A deal to have TV advertising in the hallways of Toronto’s public high schools is again making its way back for discussion at the Toronto District School Board.

Last month, board trustees voted down the expansion of an optional pilot project involving Onestop Media Group from four to 70 schools.

But the financial committee of the TDSB decided Wednesday evening to send a new proposal back to the board. This new motion would allow the decision to expand to be made at the local school level, rather than at the board level.

The proposal will be considered by staff if the TDSB passes the motion on April 13.

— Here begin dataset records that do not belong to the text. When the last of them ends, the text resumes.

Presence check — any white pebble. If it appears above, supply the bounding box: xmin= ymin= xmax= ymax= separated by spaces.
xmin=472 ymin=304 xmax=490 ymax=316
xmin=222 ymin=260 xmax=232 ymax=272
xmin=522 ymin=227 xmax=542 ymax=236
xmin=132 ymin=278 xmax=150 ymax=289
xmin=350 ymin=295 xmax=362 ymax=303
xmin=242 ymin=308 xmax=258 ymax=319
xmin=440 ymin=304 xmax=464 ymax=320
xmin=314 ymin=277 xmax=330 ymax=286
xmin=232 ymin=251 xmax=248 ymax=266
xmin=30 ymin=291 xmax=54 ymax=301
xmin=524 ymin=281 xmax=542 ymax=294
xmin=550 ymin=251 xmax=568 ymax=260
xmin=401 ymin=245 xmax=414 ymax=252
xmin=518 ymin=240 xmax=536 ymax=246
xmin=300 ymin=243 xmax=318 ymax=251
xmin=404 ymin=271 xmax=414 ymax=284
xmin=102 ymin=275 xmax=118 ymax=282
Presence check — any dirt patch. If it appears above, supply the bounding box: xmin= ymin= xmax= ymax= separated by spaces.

“This [idea]keeps on coming back up again and again, because the TDSB doesn’t seem to be clear on the advertising policy,” said trustee Cathy Dandy. “I think we keep dancing around the issue.”

TDSB’s advertising policy was established in 2002. Nine years later, Ms. Dandy said the review is long overdue. “If we had clear guidelines on this, we could move forward in a decisive manner.”

Trustee Chris Glover is confident that students can create self-generated news content that could replace the Onestop project and recommended that staff look at current examples at TDSB as a part of their review.

The Toronto-based company was recently purchased by Pattison Outdoor Advertising, one of Canada’s largest advertising companies. The Onestop proposal would include student-generated videos and school news in the content, while up to 30% would be available for commercial advertising, which would be strictly enforced by TDSB guidelines. Ads such as non-smoking, Milk Marketing Board content and information about post-secondary schools would be considered appropriate.

In exchange for granting Onestop Media the rights to advertise, the board gets $1,300 for each school that participates, as well as LCD screens and related equipment. However, some critics feel the deal is worth closer to millions with teenagers as the prime target demographic for advertising companies.

“There’s so much money to be made by advertising to kids in schools that you can beat it down, but it’s going to keep popping back up,” said Mr. Glover.

TDSB’s two student trustees said students tell them they don’t want to see advertising in their schools either. “In our consultations, students have said they feel as though school is one of the only ‘safe zones’ where they are free from commercialism and biased messages,” said student trustee Jenny Williams.